Details on this are quite sparse since the programs involved and their budgets are classified, but sources who follow this world say that Space Radar, one of the most hyped and troubled efforts the national security community has ever tried to launch, has lost all the funding that DoD tried to put aside for it in 2010.

Is this simply a case of the military deciding that Space Radar is still too great a technical risk and is still beset by seemingly endless conflicts between the intelligence community and the military over its requirements? Or was this money stripped to help pay for a new electro-optical (EO) spy satellite constellation President Obama approved on April 7. This EO program will cost roughly $10 billion, with perhaps $3 billion of that money being spent in the next two years.

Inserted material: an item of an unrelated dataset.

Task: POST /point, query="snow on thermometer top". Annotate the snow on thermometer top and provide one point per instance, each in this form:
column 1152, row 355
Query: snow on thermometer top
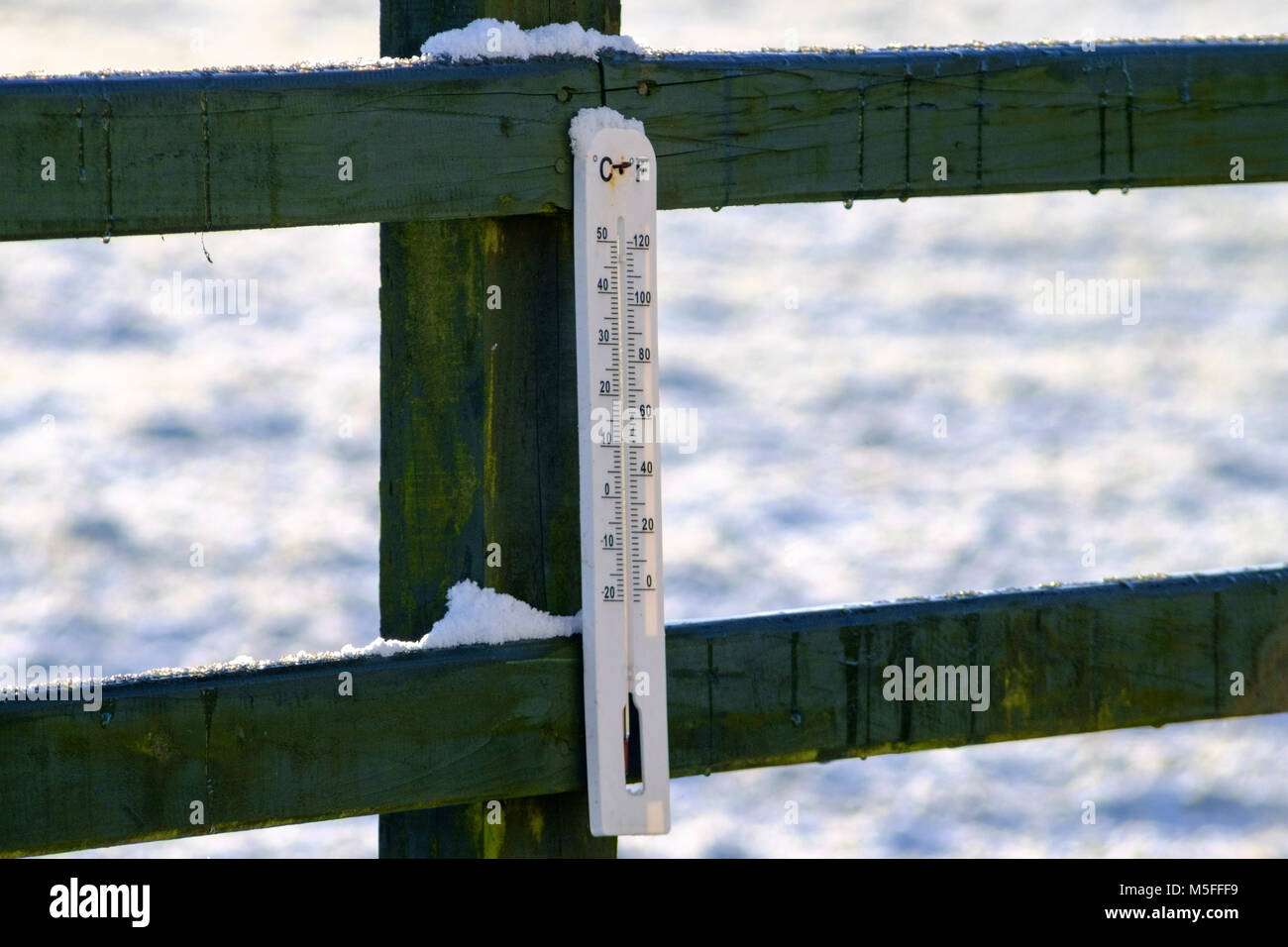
column 614, row 226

A congressional source said the money was taken from Space Radar to help pay for the new system. However, an intelligence community source said it would be too blunt to say that the Pentagon took money from the radar program to pay for the electro-optical satellites. It would be more accurate to say that the Pentagon has tilted to electro-optical capabilities and away from Space Radar.

Under Pete Teets, following the famous Rumsfeld Commission on space, the Air Force and intelligence community embarked on a sometimes passionate, but ultimately fruitless course of trying to build a Space Radar system that would meet the needs of both the military and of the intelligence community. But the physics were daunting and the conflicting requirements just could not be reconciled at a cost the country could afford. The National Reconnaissance Office announced the cancellation of the program early last year. It appears to have died again.

But support for the capability Space Radar could provide is strong among senior military officers and will doubtless rise again unless Pentagon plans to buy space radar data from Canada, Germany or Israel demonstrate that the failure of America to maintain the industrial base to build such capabilities has been a fair trade for the electro-optical spy satellites.